The District’s new Revised Criminal Code that passed last month generally keeps police, prosecutors and judges on the same page with things like the penalty a crime is assigned, and what charges fit certain crimes. But Bowser wants the D.C. Council to make changes to the code that she and other critics say is soft on crime.
“People across all eight wards want us to do more to focus on guns and getting guns out of our community, and to address the root causes of violence and expand opportunities for residents who are seeking a better path forward,” Bowser said at a news conference Monday. “But they also want to make sure that we’re holding people accountable, who hurt our city.”
Bowser outlined a set of amendments she said will send a message that “we do not tolerate the use of guns or violence.”
Among them, it updates the legislation to allow public input on a change to policies around jury trials, and the expansion of D.C.’s Second Look program.

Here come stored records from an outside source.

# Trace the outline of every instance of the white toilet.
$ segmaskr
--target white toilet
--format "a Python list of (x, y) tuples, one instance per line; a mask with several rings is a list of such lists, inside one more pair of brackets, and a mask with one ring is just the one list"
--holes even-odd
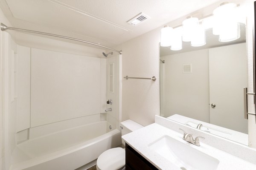
[[(120, 123), (122, 136), (140, 129), (143, 127), (133, 121), (127, 120)], [(123, 140), (123, 144), (125, 145)], [(97, 160), (97, 170), (121, 170), (125, 165), (125, 151), (122, 147), (115, 147), (102, 153)]]

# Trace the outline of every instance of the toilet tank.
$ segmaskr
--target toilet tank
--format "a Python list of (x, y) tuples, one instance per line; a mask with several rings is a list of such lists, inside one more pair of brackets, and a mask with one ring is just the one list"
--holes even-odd
[[(143, 126), (138, 123), (130, 119), (121, 122), (120, 124), (122, 136), (125, 135), (143, 127)], [(122, 139), (122, 143), (124, 145), (125, 144)]]

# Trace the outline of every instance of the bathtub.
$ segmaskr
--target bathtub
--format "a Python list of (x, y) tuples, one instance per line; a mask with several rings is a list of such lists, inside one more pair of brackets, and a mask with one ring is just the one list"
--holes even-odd
[(101, 121), (40, 136), (17, 145), (11, 170), (72, 170), (121, 144), (121, 133)]

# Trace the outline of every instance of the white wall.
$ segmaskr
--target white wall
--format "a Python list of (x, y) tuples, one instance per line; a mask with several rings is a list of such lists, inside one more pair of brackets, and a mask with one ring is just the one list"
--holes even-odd
[(155, 30), (122, 44), (122, 77), (151, 77), (156, 81), (122, 78), (122, 120), (145, 126), (160, 114), (160, 34)]
[(99, 58), (32, 48), (31, 127), (100, 113), (100, 73)]
[[(178, 114), (209, 122), (208, 50), (161, 57), (165, 61), (165, 117)], [(192, 64), (191, 73), (183, 65)]]

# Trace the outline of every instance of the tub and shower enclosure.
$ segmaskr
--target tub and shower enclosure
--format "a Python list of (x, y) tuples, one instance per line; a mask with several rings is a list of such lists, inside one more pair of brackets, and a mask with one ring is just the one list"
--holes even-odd
[(120, 54), (105, 57), (90, 47), (96, 54), (88, 57), (1, 36), (9, 59), (10, 169), (75, 169), (121, 144)]

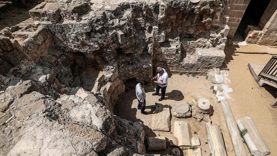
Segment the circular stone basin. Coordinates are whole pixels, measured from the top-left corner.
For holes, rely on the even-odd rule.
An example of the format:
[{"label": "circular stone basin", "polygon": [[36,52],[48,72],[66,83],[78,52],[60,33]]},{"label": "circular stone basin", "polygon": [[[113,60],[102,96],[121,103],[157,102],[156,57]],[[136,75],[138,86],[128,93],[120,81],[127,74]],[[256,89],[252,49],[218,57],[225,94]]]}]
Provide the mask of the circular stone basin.
[{"label": "circular stone basin", "polygon": [[201,98],[198,100],[198,107],[204,110],[207,110],[210,108],[211,102],[208,100],[204,98]]}]

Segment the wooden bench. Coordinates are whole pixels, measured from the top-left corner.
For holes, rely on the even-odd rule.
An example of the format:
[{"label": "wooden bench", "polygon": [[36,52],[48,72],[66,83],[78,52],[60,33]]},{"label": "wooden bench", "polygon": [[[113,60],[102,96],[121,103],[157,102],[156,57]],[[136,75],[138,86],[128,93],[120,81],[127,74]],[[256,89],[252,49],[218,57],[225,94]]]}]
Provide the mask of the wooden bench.
[{"label": "wooden bench", "polygon": [[[266,64],[250,63],[248,67],[259,86],[266,84],[277,88],[277,56],[273,56]],[[270,106],[276,105],[277,98]]]}]

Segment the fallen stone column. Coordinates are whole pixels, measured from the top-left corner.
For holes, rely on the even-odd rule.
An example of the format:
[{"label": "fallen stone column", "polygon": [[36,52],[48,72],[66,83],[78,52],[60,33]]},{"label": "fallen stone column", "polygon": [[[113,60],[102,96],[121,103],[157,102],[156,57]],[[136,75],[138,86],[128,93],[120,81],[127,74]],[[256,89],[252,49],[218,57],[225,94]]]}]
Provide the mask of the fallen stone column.
[{"label": "fallen stone column", "polygon": [[192,100],[193,105],[191,110],[192,117],[199,121],[204,120],[208,122],[210,120],[210,114],[211,112],[212,107],[211,103],[208,100],[201,98],[198,100],[198,102]]},{"label": "fallen stone column", "polygon": [[247,156],[246,150],[239,135],[239,131],[228,101],[227,99],[224,99],[221,100],[221,103],[235,154],[236,156]]},{"label": "fallen stone column", "polygon": [[148,138],[148,150],[165,150],[167,143],[164,137],[151,137]]},{"label": "fallen stone column", "polygon": [[264,156],[270,153],[269,149],[251,117],[242,118],[238,120],[237,123],[241,131],[245,128],[248,130],[243,138],[251,154],[255,156]]},{"label": "fallen stone column", "polygon": [[224,140],[220,130],[217,125],[210,122],[206,124],[206,131],[211,153],[214,156],[227,156]]}]

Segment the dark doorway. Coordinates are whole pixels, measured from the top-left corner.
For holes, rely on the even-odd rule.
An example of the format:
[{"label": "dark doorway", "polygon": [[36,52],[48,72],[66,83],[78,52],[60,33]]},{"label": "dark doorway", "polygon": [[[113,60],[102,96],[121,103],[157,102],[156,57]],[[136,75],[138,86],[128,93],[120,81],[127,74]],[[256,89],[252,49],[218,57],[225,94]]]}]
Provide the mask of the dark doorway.
[{"label": "dark doorway", "polygon": [[269,4],[271,0],[251,0],[240,21],[233,40],[244,41],[243,33],[248,25],[258,26],[261,18]]}]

Her amendments also restore penalties on crimes that the council had reduced, including carjackings, and delays the time when the new code would go into effect to better allow for training and database changes across the criminal justice system.
The move to propose amendments comes after the council voted to override Bowser’s veto last month.
“People we know are tired of violence, and right now, our focus must be on victims and preventing more people from becoming victims,” she said.
Joining her at the news briefing, Chief of Police Robert Contee said his officers pulled 900 more illegal guns off the streets in 2022 compared to the previous year, and referenced three homicides over the weekend that all involved illegal firearms.
“The common denominator for a lot of the things that we see in which the mayor is really focusing on here in these amendments is (things) like holding people accountable, and especially in the space, which shows up most that scares people in the District of Columbia, and that is gun crime. We have to stay focused on that,” Contee said.
Bowser also referenced an amendment that would limit the types of offenses that get a jury trial, which the council expanded with its updated code.
“In the fall, for example, the district’s chief judges raised significant concerns about the impact of the RCCA of 2022 on our courts, already strained by backlogs, vacancies, and low drawer response rates. So the revised Criminal Code Amendment Act of 2023 deletes the expansion of jury-eligible offenses so that it too can receive a stand-alone hearing,” Bowser said.
The RCCA, as it stands, won’t go into effect for three years if it receives Congressional approval.